Climate change: ‘Fifty-fifty chance’ of breaching 1.5C warming limit

Matt McGrath via BBC

The likelihood of crossing a key global warming threshold has risen significantly, according to a new analysis.

UK Met Office researchers say that there’s now around a fifty-fifty chance that the world will warm by more than 1.5C over the next five years.

Such a rise would be temporary, but researchers are concerned about the overall direction of temperatures.

It’s almost certain that 2022-2026 will see a record warmest year, they say.

The Met Office is the UK’s national meteorological service.

As levels of warming gases in the atmosphere have accrued rapidly over the past three decades, global temperatures have responded by rising in step.

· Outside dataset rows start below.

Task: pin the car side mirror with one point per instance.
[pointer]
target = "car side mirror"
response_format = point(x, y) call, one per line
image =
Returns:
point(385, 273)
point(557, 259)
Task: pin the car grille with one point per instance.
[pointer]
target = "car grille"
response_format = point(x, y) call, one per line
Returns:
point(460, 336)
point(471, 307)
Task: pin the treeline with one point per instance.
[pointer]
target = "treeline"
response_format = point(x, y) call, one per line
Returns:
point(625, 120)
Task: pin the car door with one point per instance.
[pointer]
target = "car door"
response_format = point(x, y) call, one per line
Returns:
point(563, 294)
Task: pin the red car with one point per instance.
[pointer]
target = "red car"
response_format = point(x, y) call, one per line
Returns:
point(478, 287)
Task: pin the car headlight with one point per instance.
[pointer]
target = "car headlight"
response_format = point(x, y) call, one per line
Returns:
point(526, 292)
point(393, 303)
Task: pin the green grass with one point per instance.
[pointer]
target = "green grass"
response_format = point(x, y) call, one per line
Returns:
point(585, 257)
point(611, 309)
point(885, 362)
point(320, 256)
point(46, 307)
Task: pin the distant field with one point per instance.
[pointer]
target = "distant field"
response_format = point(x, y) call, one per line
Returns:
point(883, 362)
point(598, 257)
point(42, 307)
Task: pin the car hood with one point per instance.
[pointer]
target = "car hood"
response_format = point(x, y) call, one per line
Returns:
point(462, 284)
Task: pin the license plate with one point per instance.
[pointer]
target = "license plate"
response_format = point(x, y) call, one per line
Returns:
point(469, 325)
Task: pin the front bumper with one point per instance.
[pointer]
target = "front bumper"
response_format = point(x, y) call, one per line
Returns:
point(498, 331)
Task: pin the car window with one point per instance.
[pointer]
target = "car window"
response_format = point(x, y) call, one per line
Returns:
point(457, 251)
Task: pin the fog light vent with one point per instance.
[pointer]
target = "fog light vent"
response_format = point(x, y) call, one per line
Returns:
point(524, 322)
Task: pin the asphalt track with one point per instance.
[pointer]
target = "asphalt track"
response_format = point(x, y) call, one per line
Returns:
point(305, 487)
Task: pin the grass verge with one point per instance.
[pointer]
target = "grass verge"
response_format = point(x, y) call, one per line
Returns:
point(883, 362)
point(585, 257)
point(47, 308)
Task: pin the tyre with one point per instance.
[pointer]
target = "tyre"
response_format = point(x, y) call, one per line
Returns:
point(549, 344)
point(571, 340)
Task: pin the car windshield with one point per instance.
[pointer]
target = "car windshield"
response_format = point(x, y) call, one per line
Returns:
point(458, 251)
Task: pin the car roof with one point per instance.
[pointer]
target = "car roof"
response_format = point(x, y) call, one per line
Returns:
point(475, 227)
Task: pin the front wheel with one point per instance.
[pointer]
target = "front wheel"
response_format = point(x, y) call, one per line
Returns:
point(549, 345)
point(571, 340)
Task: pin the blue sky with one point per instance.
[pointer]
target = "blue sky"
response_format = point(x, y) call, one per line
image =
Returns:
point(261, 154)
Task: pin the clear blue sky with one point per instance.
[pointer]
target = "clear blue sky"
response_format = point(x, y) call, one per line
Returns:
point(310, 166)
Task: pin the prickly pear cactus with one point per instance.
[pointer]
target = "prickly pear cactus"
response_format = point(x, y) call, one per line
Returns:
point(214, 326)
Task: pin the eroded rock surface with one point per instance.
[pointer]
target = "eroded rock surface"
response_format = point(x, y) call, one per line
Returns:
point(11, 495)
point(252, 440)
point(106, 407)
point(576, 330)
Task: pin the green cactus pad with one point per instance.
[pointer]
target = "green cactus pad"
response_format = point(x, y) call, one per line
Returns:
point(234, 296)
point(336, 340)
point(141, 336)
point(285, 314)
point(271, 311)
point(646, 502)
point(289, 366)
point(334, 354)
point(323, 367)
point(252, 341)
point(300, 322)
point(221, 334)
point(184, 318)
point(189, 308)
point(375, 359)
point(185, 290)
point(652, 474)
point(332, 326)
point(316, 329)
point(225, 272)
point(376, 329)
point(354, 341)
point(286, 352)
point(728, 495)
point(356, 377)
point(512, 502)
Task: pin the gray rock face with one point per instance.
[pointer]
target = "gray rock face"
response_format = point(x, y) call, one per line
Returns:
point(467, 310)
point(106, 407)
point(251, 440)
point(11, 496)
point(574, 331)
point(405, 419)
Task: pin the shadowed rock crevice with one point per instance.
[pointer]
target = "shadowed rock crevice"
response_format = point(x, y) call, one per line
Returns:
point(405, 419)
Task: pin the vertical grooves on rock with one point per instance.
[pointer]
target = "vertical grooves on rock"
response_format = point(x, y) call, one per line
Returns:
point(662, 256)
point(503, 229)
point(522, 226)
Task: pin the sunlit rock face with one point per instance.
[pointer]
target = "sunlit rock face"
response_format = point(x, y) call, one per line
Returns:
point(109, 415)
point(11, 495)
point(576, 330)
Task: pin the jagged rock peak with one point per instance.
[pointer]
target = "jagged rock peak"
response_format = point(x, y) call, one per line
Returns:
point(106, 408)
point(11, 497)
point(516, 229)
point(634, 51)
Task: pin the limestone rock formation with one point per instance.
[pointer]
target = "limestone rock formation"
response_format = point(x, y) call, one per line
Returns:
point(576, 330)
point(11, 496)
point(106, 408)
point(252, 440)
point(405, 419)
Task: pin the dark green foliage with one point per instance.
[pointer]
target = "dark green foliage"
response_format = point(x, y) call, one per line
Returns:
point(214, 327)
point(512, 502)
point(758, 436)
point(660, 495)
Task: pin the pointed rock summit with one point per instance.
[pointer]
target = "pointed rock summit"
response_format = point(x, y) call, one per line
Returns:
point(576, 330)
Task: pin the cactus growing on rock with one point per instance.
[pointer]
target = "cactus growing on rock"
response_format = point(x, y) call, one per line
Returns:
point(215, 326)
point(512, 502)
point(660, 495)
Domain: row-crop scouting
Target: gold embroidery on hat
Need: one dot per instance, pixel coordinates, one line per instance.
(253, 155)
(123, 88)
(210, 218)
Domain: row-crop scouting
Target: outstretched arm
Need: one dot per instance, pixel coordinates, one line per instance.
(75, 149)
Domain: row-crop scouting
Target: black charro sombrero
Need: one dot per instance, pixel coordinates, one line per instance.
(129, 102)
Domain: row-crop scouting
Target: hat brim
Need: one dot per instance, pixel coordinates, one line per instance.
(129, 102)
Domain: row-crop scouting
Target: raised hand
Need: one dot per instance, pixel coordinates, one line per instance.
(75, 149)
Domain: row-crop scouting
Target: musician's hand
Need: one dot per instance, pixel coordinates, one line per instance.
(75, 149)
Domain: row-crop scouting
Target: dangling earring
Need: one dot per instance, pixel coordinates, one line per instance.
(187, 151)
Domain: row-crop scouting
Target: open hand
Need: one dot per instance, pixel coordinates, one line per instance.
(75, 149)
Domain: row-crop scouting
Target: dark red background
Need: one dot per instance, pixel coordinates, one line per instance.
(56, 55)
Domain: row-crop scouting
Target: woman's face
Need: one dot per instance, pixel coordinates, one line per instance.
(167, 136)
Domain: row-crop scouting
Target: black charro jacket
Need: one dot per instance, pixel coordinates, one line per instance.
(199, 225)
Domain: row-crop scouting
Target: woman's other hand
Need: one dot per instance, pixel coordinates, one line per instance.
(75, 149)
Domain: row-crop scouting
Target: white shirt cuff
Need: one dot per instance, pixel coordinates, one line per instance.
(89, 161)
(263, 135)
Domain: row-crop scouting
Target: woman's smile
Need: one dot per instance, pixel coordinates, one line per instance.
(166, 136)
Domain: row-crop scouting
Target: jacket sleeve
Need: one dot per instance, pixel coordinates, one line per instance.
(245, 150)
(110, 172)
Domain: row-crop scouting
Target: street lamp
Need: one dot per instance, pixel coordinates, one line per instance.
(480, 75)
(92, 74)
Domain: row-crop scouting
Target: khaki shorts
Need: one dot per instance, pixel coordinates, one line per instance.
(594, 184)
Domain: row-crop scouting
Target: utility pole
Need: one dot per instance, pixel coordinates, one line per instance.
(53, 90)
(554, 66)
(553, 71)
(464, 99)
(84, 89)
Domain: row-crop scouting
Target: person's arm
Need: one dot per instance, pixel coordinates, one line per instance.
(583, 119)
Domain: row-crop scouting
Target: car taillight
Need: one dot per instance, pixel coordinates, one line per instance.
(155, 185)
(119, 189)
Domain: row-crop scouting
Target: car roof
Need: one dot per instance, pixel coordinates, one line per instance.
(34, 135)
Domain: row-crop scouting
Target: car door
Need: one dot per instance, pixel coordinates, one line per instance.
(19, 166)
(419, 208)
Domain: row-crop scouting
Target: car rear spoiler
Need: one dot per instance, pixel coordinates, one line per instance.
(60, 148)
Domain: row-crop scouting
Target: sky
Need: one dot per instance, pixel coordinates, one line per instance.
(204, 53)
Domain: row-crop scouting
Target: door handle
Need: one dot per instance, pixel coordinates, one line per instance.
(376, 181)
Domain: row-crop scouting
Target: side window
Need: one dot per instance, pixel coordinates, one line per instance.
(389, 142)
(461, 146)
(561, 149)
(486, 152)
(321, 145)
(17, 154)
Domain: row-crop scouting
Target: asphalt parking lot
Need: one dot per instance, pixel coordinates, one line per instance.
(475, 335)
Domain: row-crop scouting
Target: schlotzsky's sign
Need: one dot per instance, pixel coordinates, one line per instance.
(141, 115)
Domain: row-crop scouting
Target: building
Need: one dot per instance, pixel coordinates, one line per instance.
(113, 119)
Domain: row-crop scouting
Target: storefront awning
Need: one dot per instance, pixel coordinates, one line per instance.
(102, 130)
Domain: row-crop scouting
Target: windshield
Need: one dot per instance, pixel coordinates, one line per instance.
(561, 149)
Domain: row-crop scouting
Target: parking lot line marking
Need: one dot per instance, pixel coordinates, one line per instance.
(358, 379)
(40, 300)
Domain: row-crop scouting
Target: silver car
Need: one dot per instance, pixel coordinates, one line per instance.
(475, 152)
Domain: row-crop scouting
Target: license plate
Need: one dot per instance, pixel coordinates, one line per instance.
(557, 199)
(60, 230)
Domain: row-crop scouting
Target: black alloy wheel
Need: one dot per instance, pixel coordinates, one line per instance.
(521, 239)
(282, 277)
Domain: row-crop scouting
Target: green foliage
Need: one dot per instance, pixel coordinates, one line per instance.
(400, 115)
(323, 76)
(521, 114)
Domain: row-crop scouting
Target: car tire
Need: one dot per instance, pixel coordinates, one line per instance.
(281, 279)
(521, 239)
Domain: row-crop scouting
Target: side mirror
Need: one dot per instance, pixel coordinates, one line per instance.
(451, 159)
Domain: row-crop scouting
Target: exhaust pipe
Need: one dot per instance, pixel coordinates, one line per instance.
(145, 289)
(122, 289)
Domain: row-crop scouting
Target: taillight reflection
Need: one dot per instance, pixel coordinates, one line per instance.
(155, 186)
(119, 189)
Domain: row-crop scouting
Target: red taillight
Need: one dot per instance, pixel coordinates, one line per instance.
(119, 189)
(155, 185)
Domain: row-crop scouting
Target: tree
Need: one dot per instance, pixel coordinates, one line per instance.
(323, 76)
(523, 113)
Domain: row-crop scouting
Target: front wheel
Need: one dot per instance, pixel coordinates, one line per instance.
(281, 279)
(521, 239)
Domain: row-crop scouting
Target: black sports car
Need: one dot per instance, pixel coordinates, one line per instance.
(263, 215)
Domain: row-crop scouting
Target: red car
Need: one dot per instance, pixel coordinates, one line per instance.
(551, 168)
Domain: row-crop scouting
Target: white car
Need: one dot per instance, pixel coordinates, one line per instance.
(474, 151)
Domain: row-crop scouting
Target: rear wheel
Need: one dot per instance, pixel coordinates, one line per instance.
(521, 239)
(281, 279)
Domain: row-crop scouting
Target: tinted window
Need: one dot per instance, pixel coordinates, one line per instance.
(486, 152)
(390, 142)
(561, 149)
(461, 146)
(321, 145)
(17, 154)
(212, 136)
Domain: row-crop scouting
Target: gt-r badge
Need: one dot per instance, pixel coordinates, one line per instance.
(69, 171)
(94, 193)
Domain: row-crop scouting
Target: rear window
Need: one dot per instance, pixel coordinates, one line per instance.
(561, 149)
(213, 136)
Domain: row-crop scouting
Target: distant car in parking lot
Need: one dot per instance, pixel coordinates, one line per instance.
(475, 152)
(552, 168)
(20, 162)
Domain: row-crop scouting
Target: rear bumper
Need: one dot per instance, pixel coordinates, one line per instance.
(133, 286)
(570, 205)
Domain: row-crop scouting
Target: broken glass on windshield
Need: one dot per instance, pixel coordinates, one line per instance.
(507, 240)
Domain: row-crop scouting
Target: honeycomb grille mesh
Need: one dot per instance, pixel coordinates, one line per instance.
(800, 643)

In 2015, the world’s average temperature first went 1C above the pre-industrial levels, which are generally thought of as the temperatures recorded in the middle of the 19th century.

That was also the year that political leaders signed the Paris climate agreement, which committed the world to keeping the rise in global temperatures well below 2C while pursuing efforts keep them under 1.5C.

At COP26 in Glasgow last November, governments re-iterated their commitment to keeping “1.5C alive.”

For the past seven years, global temperatures have stayed at or around that 1C mark, with 2016 and 2020 essentially tied as the warmest years on record.